Die Intervention ihrer Anwälte bei dem Prozesstag im März sei inakzeptabel. Heer und Stahl hätten sich "unpassend" gegenüber einem Opfer verhalten. Deren "formaljuristische Vorgehensweise" sei weder mit ihr abgesprochen gewesen noch entspreche sie ihrem Verständnis davon, wie man mit dem Opfer eines Raubüberfalls umgehen sollte.
Die beiden, von Zschäpe kritisierten Anwälte wollten zu den Vorwürfen öffentlich nicht Stellung nehmen. In der Vergangenheit war ihr Verhalten im Gericht oft erkennbar davon geleitet, auf die genaue Einhaltung der Regeln eines Strafprozesses zu achten. Im Falle des Zeugen Dirk W. schritten sie auch deshalb ein, weil Richter Götzl den Zeugen eigentlich schon entlassen hatte, als er seine Ausführungen nachschob.

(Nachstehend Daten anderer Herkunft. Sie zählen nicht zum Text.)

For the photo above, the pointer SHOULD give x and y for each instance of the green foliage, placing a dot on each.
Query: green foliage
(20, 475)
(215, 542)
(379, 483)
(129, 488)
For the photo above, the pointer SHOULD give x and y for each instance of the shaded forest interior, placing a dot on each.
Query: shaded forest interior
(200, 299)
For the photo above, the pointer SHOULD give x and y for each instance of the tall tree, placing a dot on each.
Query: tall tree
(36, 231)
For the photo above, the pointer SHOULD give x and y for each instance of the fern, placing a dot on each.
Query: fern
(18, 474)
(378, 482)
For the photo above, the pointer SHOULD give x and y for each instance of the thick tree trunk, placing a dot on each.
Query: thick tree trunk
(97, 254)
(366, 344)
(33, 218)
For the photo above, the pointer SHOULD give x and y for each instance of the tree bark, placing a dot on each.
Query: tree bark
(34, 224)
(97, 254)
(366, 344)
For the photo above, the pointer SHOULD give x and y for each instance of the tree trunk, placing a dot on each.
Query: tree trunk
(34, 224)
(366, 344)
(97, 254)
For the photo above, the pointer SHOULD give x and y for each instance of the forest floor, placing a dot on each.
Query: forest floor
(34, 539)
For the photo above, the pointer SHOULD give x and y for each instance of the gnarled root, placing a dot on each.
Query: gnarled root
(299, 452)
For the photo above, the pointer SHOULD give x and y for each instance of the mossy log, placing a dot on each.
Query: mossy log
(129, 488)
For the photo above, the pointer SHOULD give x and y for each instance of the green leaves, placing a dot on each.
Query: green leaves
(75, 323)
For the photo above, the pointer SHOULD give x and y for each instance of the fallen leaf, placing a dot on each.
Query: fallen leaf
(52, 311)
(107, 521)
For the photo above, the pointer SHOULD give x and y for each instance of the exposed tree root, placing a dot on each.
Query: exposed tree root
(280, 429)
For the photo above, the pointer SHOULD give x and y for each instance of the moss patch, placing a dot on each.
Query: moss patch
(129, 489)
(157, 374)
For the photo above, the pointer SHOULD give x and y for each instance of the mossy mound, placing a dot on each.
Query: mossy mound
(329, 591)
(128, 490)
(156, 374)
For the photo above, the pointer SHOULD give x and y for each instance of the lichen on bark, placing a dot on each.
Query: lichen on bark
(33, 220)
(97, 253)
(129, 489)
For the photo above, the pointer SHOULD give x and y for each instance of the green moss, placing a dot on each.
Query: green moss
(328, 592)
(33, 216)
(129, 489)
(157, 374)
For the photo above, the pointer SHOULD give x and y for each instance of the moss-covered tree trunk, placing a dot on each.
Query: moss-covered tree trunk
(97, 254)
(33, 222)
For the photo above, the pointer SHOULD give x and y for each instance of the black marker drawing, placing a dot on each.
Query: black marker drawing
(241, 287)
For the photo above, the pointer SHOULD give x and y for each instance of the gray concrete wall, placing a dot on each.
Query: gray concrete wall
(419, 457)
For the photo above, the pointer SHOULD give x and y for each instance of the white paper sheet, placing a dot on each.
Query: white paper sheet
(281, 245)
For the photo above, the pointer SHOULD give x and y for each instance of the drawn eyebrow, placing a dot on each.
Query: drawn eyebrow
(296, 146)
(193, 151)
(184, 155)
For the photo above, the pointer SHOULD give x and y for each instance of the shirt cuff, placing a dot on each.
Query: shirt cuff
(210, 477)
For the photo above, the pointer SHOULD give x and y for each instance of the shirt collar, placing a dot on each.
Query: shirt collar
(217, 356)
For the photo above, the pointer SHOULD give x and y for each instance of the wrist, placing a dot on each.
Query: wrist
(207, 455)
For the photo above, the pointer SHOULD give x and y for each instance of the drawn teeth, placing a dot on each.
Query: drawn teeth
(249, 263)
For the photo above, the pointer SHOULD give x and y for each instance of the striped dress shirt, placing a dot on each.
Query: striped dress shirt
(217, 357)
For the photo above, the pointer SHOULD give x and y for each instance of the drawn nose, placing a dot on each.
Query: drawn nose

Die Zerrüttung zwischen der Angeklagten im NSU-Prozess und ihren ursprünglichen Pflichtverteidigern besteht seit Langem. In den vergangenen Wochen schienen sich die Beteiligten mit der Situation irgendwie arrangiert zu haben. Zschäpe verlässt sich mittlerweile ganz auf ihren jungen Anwalt Mathias Grasel, den ihr das Gericht im vergangenen Sommer zusätzlich an die Seite setzte. Nun geht der Streit mit ihren anderen Pflichtverteidigern in eine neue Runde.